As the document mentions, the challenges and opportunities are being shaped by the updated Draft New Zealand Health Strategy. This draft is currently before cabinet, awaiting final changes and approval.
But the version released for consultation late last year makes it plain why we must be a force for change here, too, to influence the health of our communities.
As the NZNO submission noted, the familiar language of public health can be found in the Draft Strategy – especially near the start. It talks about “equity”, “people power”, “clinician-led collaboration”.
But this familiar language conceals an “unrealistic framing of inequity which is expressed almost entirely in terms of ethnicity and overlooks poverty, location, access to health care and other factors leading to health disparities”. You may be aware that Nelson Marlborough DHB is set to lose millions of dollars next year due to similar thinking around the population-based funding formula.
The Draft Strategy also reflects a “dominance of IT ‘solutions’… Overreliance on IT risks exacerbating inequity and diminishing the role of [nurses], unless alternative opportunities for establishing therapeutic relationships are available”.
Above all, the Draft Strategy radically advances a commissioning model, one based on contestable funding and competition by public and private providers for service contracts which reward a narrow range of outcomes. Although it has escaped the notice of most commentators, the same radical thinking is unfortunately present in the recently-released review of Child Youth and Family.

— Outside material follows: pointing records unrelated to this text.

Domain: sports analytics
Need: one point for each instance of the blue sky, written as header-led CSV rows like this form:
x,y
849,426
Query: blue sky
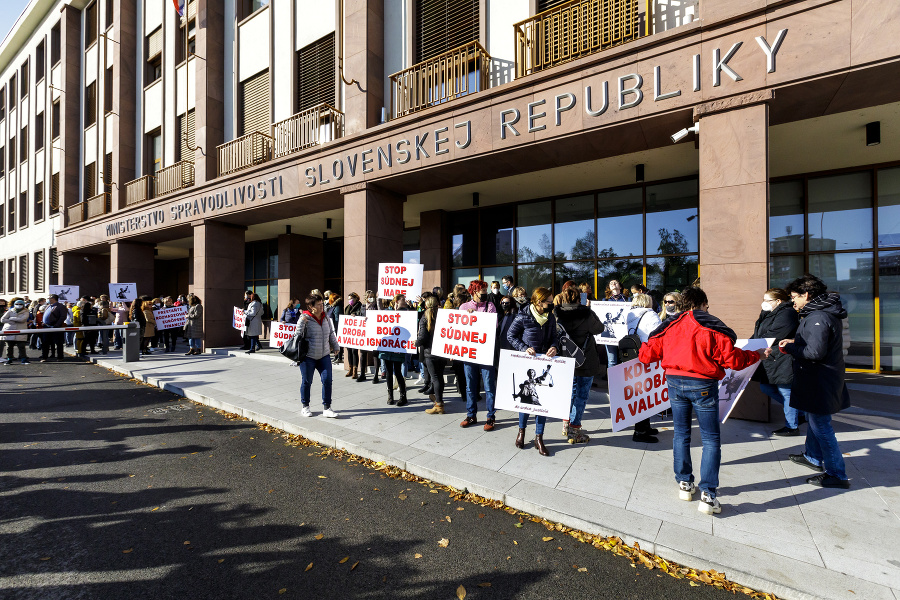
x,y
8,15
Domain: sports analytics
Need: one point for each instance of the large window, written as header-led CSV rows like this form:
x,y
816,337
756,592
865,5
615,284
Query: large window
x,y
845,229
640,234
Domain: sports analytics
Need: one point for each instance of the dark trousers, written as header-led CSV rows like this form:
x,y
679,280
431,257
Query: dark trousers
x,y
52,344
434,366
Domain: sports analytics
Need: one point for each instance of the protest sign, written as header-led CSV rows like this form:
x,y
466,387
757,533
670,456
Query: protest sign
x,y
237,319
281,333
122,292
733,385
613,316
170,317
465,336
400,278
66,293
636,392
351,332
538,385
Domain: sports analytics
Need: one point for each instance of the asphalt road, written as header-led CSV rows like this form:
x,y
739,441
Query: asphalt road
x,y
117,490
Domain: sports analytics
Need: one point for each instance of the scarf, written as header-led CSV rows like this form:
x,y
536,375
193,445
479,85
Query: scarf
x,y
541,319
820,303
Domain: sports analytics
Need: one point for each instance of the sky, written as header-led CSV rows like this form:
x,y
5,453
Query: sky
x,y
9,13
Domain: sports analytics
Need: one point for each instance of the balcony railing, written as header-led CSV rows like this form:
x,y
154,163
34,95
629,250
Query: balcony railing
x,y
310,127
75,213
244,152
576,29
175,177
139,190
461,71
98,205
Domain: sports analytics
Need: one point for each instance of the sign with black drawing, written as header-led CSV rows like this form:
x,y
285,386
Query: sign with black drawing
x,y
537,385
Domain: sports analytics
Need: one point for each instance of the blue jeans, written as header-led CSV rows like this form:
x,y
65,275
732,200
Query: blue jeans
x,y
821,445
489,379
581,387
308,369
612,356
782,395
539,421
701,395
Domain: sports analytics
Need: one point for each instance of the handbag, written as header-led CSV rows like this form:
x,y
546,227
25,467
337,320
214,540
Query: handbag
x,y
295,349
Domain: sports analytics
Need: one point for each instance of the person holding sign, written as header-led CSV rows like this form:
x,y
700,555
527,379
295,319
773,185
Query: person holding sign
x,y
487,373
694,350
534,332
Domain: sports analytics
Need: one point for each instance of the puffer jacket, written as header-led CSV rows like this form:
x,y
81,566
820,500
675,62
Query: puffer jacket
x,y
319,333
15,321
525,333
582,324
780,324
818,354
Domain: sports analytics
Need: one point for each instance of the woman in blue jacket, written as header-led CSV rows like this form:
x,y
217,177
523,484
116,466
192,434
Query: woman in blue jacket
x,y
534,332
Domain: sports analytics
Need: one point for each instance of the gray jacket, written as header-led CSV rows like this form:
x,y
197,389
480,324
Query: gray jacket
x,y
322,339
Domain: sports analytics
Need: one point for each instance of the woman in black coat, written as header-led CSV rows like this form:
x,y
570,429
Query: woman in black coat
x,y
778,320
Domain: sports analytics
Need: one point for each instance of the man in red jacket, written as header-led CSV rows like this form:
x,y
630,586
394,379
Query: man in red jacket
x,y
694,349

“The experimental social investment model proposed by the Strategy… risks destabilising Aotearoa New Zealand’s universal public health system, and potentially moving it towards an insurance-based health system”, like the United States. But while the updated New Zealand Health Strategy opens the door to “devolving State provision of services to community and private providers”, it is up to us whether we go through that door.
In the feedback captured by the Working Groups and contained in this Top of the South Health Alliance document, I can see the impact of nurses. You are visible in the sections headed, “Our ideas”, “Big ideas”, influencing the design of primary and community care.
I urge you to keep it up, and to be – here, too – that force for change.